All Products
Search
Document Center

E-MapReduce:Use EMR-CLI to deploy a custom gateway environment

Last Updated:Jan 06, 2026

A gateway submits jobs to a compute cluster and provides security isolation. E-MapReduce provides a tool named EMR-CLI to simplify gateway deployment. This tool creates an Alibaba Cloud ECS instance and deploys a gateway environment on the instance. This topic describes how to deploy a gateway environment after you create a DataLake, Dataflow, or OLAP cluster.

Three Gateway deployment modes and selection guide

A Gateway is an EMR job submission isolation layer that provides the following core benefits:

  • Decoupling client workloads from core cluster services

    It separates client operations, such as spark-submit, hive -f, and yarn application, from the master or Resource Manager nodes.

  • Implementing multi-tenant environment isolation

    It lets you configure independent runtime environments for different users or departments.

  • Improving cluster stability and maintainability

    It prevents issues such as high-frequency submissions, script debugging, environment conflicts, or resource contention from affecting key services such as YARN ResourceManager and Hadoop Distributed File System (HDFS) NameNode.

EMR offers three Gateway modes. Each mode is suitable for different cluster types, versions, and architectural requirements.

Type

Supported cluster types and version requirements

Deployment method and key features

Scenarios and recommendations

Gateway node group
(Recommended)

Only the following clusters are supported:

  • DataLake and DataFlow clusters: EMR-5.10.1 and later

  • Custom clusters: EMR-5.17.1 and later

• Add a node group directly to an existing cluster.

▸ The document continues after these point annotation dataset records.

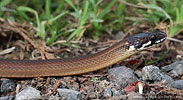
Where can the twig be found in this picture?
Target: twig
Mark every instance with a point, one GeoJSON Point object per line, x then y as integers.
{"type": "Point", "coordinates": [173, 39]}
{"type": "Point", "coordinates": [133, 5]}
{"type": "Point", "coordinates": [6, 51]}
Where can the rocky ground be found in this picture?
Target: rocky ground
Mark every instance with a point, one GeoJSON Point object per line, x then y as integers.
{"type": "Point", "coordinates": [153, 74]}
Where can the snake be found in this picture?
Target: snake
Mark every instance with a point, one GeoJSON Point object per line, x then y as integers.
{"type": "Point", "coordinates": [82, 64]}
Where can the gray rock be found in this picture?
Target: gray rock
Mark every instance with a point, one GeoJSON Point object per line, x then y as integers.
{"type": "Point", "coordinates": [7, 98]}
{"type": "Point", "coordinates": [107, 92]}
{"type": "Point", "coordinates": [153, 73]}
{"type": "Point", "coordinates": [174, 69]}
{"type": "Point", "coordinates": [119, 35]}
{"type": "Point", "coordinates": [8, 86]}
{"type": "Point", "coordinates": [123, 76]}
{"type": "Point", "coordinates": [135, 96]}
{"type": "Point", "coordinates": [68, 94]}
{"type": "Point", "coordinates": [178, 84]}
{"type": "Point", "coordinates": [28, 93]}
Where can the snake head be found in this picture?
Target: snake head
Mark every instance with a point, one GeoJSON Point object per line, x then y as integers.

For more information, see Manage node groups.
• Automatically synchronizes client configurations from the associated cluster.

Recommended: Best for quickly adding a secure, isolated submission entry point to existing DataLake or DataFlow clusters. This option offers the lowest O&M costs and ensures high configuration consistency.

Gateway environment

Supports DataLake, DataFlow, Custom, and OLAP clusters

• Manually deploy on an ECS instance. For more information, see Use the EMR command-line interface (CLI) to customize a Gateway environment deployment.
• Provides a completely independent file system and runtime environment. You must manually synchronize client configurations from the associated cluster.

A standard alternative when a cluster does not support Gateway node groups.

Gateway cluster

Supports only Hadoop and Kafka clusters

  • Create a separate EMR cluster that contains only Gateway nodes. For more information, see Create a Gateway cluster.

  • Automatically synchronizes client configurations from the associated cluster.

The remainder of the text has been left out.